Abstract

Abstract For decades, interdisciplinary research efforts have accumulated insights that diminish the significance of the classic nature versus nurture dichotomy, instead calling for a nuanced, multifactorial approach to ontogeny. Similarly, the role of genes in both phylogeny and ontogeny, once seen as rather deterministic, is now conceptualized as highly dependent on environmental factors, including behavior. Linguistic theories have, in principle, made an effort to incorporate these changing views. However, the central claim of the given paper is that this apparent compliance with biological insights remains superficial.

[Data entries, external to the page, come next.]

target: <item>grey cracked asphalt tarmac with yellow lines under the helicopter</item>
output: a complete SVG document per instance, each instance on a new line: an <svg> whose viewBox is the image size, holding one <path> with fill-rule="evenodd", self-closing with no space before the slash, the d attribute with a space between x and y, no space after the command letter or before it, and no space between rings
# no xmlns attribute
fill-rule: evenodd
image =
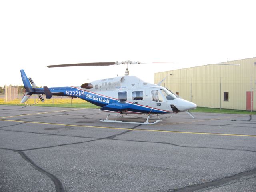
<svg viewBox="0 0 256 192"><path fill-rule="evenodd" d="M0 191L256 191L255 115L180 113L154 125L98 120L106 115L0 105Z"/></svg>

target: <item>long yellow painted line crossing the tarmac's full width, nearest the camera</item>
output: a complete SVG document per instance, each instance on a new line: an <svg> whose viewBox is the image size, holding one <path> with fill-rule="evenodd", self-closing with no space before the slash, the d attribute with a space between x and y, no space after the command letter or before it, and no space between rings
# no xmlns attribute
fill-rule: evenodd
<svg viewBox="0 0 256 192"><path fill-rule="evenodd" d="M46 124L46 125L60 125L60 126L74 126L74 127L88 127L88 128L104 128L104 129L117 129L117 130L147 131L147 132L186 133L186 134L203 134L203 135L220 135L220 136L256 137L256 135L240 135L240 134L222 134L222 133L181 132L181 131L165 131L165 130L149 130L149 129L115 128L115 127L101 127L101 126L88 126L88 125L71 125L71 124L59 124L59 123L43 123L43 122L7 120L7 119L0 119L0 121L23 122L23 123L33 123L33 124Z"/></svg>

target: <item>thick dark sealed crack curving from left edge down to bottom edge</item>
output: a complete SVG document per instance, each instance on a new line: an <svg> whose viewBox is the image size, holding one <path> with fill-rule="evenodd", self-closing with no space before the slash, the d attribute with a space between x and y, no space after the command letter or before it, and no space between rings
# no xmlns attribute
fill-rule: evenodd
<svg viewBox="0 0 256 192"><path fill-rule="evenodd" d="M8 149L8 148L2 148L0 147L0 149L4 149L4 150L11 150L13 152L17 152L18 154L20 154L20 156L26 160L27 162L29 162L32 167L35 169L35 170L38 170L39 172L41 172L42 174L48 176L53 182L54 182L54 185L55 185L55 190L56 192L64 192L64 188L62 186L62 182L60 182L60 180L54 176L53 174L47 172L46 170L44 170L43 168L40 168L37 164L35 164L35 162L33 162L24 152L20 151L20 150L14 150L14 149Z"/></svg>

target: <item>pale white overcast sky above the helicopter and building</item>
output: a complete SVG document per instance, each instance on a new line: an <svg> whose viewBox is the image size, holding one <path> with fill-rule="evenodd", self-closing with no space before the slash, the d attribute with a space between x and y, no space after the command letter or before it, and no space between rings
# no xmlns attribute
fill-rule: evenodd
<svg viewBox="0 0 256 192"><path fill-rule="evenodd" d="M126 66L47 68L81 62L174 62L154 72L256 56L255 0L6 0L0 2L0 86L74 86L122 76Z"/></svg>

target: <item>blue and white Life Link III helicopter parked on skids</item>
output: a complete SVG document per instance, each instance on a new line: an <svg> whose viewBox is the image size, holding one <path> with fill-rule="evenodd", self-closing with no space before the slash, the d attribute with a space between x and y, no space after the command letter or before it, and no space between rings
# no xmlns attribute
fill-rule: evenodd
<svg viewBox="0 0 256 192"><path fill-rule="evenodd" d="M169 114L178 112L188 112L195 109L196 104L184 100L170 90L160 86L164 81L158 84L144 82L136 76L129 76L128 64L140 64L141 62L100 62L100 63L79 63L79 64L62 64L50 65L48 67L68 67L68 66L108 66L126 64L126 72L124 76L114 78L96 80L90 83L84 83L81 86L69 87L52 87L36 88L36 84L31 78L27 78L24 70L20 70L22 81L26 89L21 103L25 103L32 94L37 94L42 102L44 94L47 99L57 96L70 96L81 98L96 106L101 107L100 110L108 112L106 120L102 122L116 123L133 123L133 124L155 124L164 118L160 118L158 114ZM108 120L110 113L120 113L121 118L145 119L145 122L128 122L123 120ZM127 117L124 114L146 114L146 117ZM156 117L152 117L155 115ZM167 117L165 117L167 118ZM193 117L194 118L194 117ZM154 122L149 122L154 120Z"/></svg>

As such, considerable disconnects between linguistic theory and what is known about the biological underpinnings of complex traits persist, negatively impacting pertinent views on language acquisition, language universals and the evolution of language. Given the breadth of these fields of study, the aim of this paper is to tackle the root of the problem: It begins by sketching out linguistic nativism as conceptualized within generativism, pointing to aspects within this position that stand in conflict with the interdisciplinary literature. It will then review select areas of research in a succinct manner in order to substantiate the criticism and characterize the counterposition as found within the biological sciences. The paper will culminate in addressing these disconnects on conceptual grounds, i.e. invoking the term emergence as employed in neuroscience as a possible means to reconcile those biological insights with linguistic nativism.